Does owning a DVR make sense in the streaming video age?
Posted: June 17, 2019 | Word Count: 697
In 1999, the digital video recorder changed television forever by letting viewers pause live TV, ushering us into a new world of on-demand everything. “TiVo(R)” became a household word.
DVRs radically changed the video and consumer electronics industries, but today, the notion of on-demand programming has become something we take for granted. We expect this sort of functionality across apps like Netflix, Hulu and Amazon Prime. "Game of Thrones" might premiere on a Sunday, but if you miss it (and manage to avoid all the social media spoilers) you can always watch, pause, rewind and fast-forward whenever you want.
So, with on-demand video and the ability to pause TV now part of our daily lives, how can the DVR still be relevant?
Today’s DVRs give you more time, control and ability to discover better content quickly. Sure, most DVRs let you fast-forward, rewind and pause live TV, but modern DVRs also have the ability to speed up your content by 30 percent while maintaining perfect sound quality (say, if you’re watching a particularly slow sports game or awards show).

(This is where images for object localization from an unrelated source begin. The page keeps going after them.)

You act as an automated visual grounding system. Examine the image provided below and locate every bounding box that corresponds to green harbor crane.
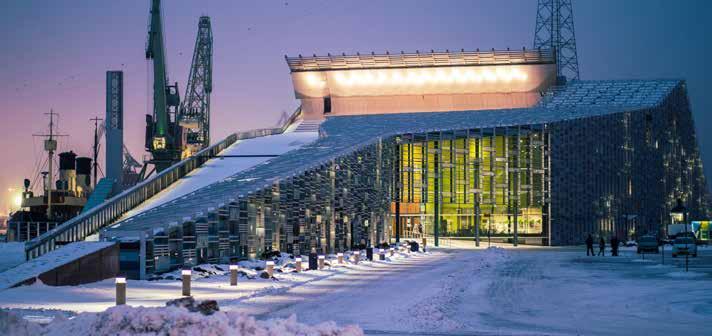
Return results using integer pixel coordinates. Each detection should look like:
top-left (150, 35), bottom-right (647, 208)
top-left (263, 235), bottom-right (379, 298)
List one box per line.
top-left (145, 0), bottom-right (183, 173)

And in a world where several subscription services still force you to watch some commercials, the ability to fast-forward through ads with your DVR is a very good thing. TiVo’s SkipMode(R) enables you to skip most ads at the click of a button, and even set your device to skip those ads automatically. This means if you are recording an over-the-air or network TV show, you can watch it without interruption and get a huge chunk of time back in your day.
A modern DVR lets you access all your content in one place. The best DVRs seamlessly display your favorite programs across live and on-demand TV as well as streaming video services like Hulu or Amazon Prime in a single interface. Although some TV “dongles” offer this, the search results are often incomplete or biased toward whichever content provider the dongle is associated with. With a modern DVR, you have one place (and one remote) to search, manage and discover all of your entertainment. You can set your DVR to record an episode or series of your choosing across channels and apps and have one central place to find it all.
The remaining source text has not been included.